Contrasting Approaches to Hormone Therapy
The Pentagon’s new program highlights a stark contrast in the administration’s approach to hormone therapy. While testosterone replacement therapy is now being promoted as evidence-based care for cisgender service members, access to gender-affirming hormone therapy for transgender individuals remains restricted. The Trump administration has previously cited medical costs as a reason for limiting transgender healthcare, despite spending significantly more on other treatments.
In 2026, U.S. District Judge Ana Reyes blocked the administration’s policy restricting transgender healthcare, noting that the military spent roughly $41 million on Viagra in 2026 alone. The judge described the cost of transgender care as so small in relation to total military spending that it was not even a rounding error. The new testosterone screening program further underscores this disparity in treatment.
Political and Medical Context
The initiative is part of a broader political focus on testosterone levels, with other administration officials advocating for easier access to hormone replacement therapies. Health Secretary Robert F. Kennedy Jr. has spoken about using testosterone as part of his personal anti-ageing regimen. However, medical experts caution that blanket testing for low testosterone is not typically recommended, as levels can fluctuate throughout the day.
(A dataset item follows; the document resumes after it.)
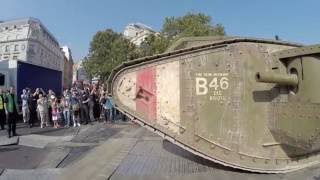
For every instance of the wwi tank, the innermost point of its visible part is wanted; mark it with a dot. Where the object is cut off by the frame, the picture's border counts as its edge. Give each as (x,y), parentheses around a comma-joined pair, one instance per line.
(250,104)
The American Urological Association emphasized that a diagnosis of low testosterone should not be based on a single blood test alone. Instead, it should involve symptoms and two separate tests. The association appreciated the administration’s understanding of the importance of screening but stressed the need for comprehensive evaluation.
Scrutiny and Controversy
The move has drawn attention from advocates for transgender rights, who point out the inconsistency in the administration’s policies. Rep. Pramila Jayapal highlighted the disparity, noting that the same hormone therapy is being provided to cisgender service members while being denied to transgender individuals. This contradiction raises questions about the underlying motivations for these policies.
Additionally, the program has sparked discussions about the broader implications of hormone therapy in the military. Some experts have raised concerns about the potential for misuse or overdiagnosis, particularly given the aggressive marketing of testosterone treatments online. The Pentagon’s initiative will likely face further scrutiny as it is implemented and its effects become clearer.